Top cop slams passenger profiling
Passenger profiling would be akin to introducing a new offence of “travelling while Asian”, one of Britain’s top Muslim police officers has warned.
Metropolitan police chief superintendent Ali Desai said proposals to allow airport security staff to target specific people could alienate large sections of society.
He was speaking after reports suggest the Department for Transport (DfT) is in talks with airline security firms to introduce a new screening system that would allow staff to check certain types of passengers as they went through airport checks.
There have been major delays at all the UK’s major airports since security arrangements were stepped up following an alleged terror plot to blow up several transatlantic flights mid-air.
But some people have argued that it is a waste of time and resources to search everybody – passenger profiling would allow security staff to stop people behaving suspiciously or these from specific ethnic or religious backgrounds more often than others.
However, Mr Desai warned last night: “What you are suggesting is that we should have a new offence in this country called ‘travelling whilst Asian’.”
He told BBC Two’s Newsnight: “What we don’t want to do is actually alienate the very communities who are going to help us catch terrorists.”
Former Metropolitan police chief Lord Stevens argued this weekend that passenger profiling was a sensible option given that the main terror threat to the UK was from Islamic extremism – not from elderly grandmothers or young families.
“The truth is Islamic terrorism in the West has been universally carried out by young Muslim men, usually of ethnic appearance, almost always travelling alone or in very small groups,” he wrote in the News of the World.
However, Shami Chakrabarti, director of civil rights group Liberty, argued: “If you target all non-white people, you will feed a sense of injustice that nutters and extremists feed upon.”

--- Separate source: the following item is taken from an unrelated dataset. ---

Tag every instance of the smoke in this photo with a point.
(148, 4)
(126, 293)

The DfT has refused to comment on whether passenger profiling was being considered, and speaking this morning, defence secretary Des Browne stressed that he was “not in a position” to judge how security would change after last week’s alleged plot.
“Our approach to security, particularly at airports, is much more complicated than just the added complimentary security measures we have introduced for very good and obvious reasons,” he told Today.
He went on: “We have never relied on searching alone. There is a degree of intelligence involved in this, but I think it is entirely inappropriate for me to speculate on what we might do, and frankly it is not appropriate to discuss security measures.”